Google is a tremendous resource for companies with diverse tech needs. To be clear, one does not have to be a tech company to have diverse technology needs. We have members of the extended Google Ventures team working with us to guide various technology-heavy initiatives at Foundation Medicine. My sense is that we have access to the world's expert as an adviser for every key Foundation Medicine effort that touches on a Google skill set. It would be very challenging for us as a relatively young company to access these resources without being involved with a group like Google Ventures. Google has opened up the keys to the Google domain for us.

[Our] dream has been accelerated, thanks to the involvement of Google Ventures. We're working our tails off. Consistently we hear from investors, pharma companies and oncologists, who say, "You guys are moving really quickly. You’ve done an awful lot for a company that’s only 3 years old." The relationship with Google Ventures has sped up the entire process.

Mining big data

How is the era of big data going to reshape health care, and how is Google's expertise here affecting Foundation's ambitions and possibilities?

Right now, we’re getting a glimpse into the potential medical power of tapping into well characterized (and anonymized or consented) genomic information generated from a few thousand cancer patients. As we start running not just hundreds but thousands of cancer specimens on a weekly basis, the amount of data we are going to be capturing is going to offer a treasure chest in terms of better understanding the very wide range of cancers found in patients of different age, sex, ethnicity.

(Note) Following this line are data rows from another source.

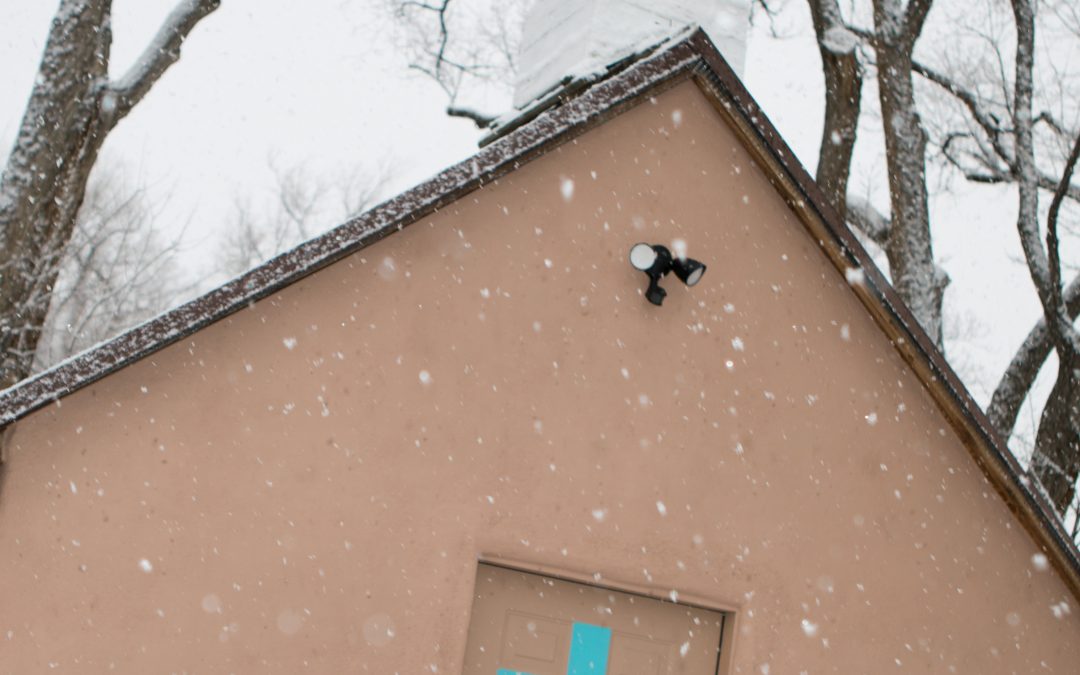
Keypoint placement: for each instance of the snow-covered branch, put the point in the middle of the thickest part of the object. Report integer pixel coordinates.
(162, 52)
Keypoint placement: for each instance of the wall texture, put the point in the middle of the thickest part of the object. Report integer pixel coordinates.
(310, 483)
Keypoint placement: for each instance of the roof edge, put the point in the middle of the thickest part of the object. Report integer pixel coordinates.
(694, 56)
(553, 126)
(917, 349)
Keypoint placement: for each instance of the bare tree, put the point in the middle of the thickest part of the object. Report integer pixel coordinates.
(302, 206)
(116, 271)
(995, 143)
(462, 48)
(72, 108)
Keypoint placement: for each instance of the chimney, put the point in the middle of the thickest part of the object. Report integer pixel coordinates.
(577, 38)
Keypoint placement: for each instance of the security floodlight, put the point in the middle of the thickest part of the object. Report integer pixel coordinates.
(657, 261)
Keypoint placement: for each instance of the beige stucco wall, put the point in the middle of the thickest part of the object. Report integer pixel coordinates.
(297, 487)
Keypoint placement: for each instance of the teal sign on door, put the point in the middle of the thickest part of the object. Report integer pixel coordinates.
(590, 646)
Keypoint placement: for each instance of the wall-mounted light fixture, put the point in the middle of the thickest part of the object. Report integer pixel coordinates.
(657, 261)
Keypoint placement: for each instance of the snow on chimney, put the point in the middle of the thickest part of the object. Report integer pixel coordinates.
(577, 38)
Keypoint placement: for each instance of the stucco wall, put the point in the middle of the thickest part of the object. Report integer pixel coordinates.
(297, 486)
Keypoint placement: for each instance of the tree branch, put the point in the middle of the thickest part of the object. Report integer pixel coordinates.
(162, 52)
(1052, 247)
(1018, 378)
(917, 11)
(868, 220)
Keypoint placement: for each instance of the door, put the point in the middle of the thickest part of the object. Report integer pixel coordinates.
(529, 624)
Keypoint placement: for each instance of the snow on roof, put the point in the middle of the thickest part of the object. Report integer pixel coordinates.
(696, 57)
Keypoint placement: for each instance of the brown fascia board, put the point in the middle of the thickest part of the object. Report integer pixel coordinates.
(693, 57)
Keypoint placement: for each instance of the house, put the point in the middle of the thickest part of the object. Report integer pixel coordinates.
(454, 436)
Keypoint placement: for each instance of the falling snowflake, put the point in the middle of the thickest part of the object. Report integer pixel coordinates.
(566, 187)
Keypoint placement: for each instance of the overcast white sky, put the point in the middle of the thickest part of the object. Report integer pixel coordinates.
(319, 83)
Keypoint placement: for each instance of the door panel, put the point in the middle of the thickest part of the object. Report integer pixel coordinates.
(536, 625)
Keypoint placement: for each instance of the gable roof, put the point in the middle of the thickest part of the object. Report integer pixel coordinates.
(557, 121)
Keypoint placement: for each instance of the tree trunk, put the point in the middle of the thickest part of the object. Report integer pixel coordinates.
(1056, 457)
(909, 251)
(844, 84)
(72, 108)
(45, 177)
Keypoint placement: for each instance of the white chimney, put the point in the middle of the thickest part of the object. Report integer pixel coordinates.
(577, 38)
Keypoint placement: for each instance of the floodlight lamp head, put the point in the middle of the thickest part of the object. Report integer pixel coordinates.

Thomas Northcut | Stone | Getty Images

Ultimately, the real value to the oncology world will be obtained from organizing and providing access to meaningful information. Google has no equal on the planet in terms of categorizing, mining and searching vast amounts of data. At some point in the future, we expect that people will want to open up and be able to see data from tens or hundreds of thousands of patients, and hopefully that’s something we in which we can play an important role.

How will Foundation Medicine change the standard of cancer care as we know it?

Ultimately, by empowering every physician with a comprehensive understanding of the genomic drivers behind each patient’s disease. We’re starting to do this by thinking differently about the way that genomic information is collected, organized and put into use for the greater good. Our systems for information are being built to be able to scale in parallel with the amount of information we collect, and we are organizing our systems so that we can find the needles in the haystack that provide clues for targeted treatment, and allow us to make use of them in a robust way.

As we start to marry clinical data, genomic information and outcomes data, our sense is that we’ll be sitting on a very unique database that will be attractive to various parties. We have developed the infrastructure so we can be a partner to a company or a cancer center which wants to develop this type of database and incorporate such information into clinical practice, and you can imagine that physicians, payers, the Food and Drug Administration and others that may also benefit by tapping into such data.

From applying a new standard of comprehensive molecular testing for cancer patients today to big data tomorrow; that’s how we evolve and impact the future of cancer treatment. Though big data is not the key value driverof the business today, and it is even difficult to place an economic value on its long term value, we do know that this type of data will foster an entirely new way of thinking about cancer and treating cancer patients.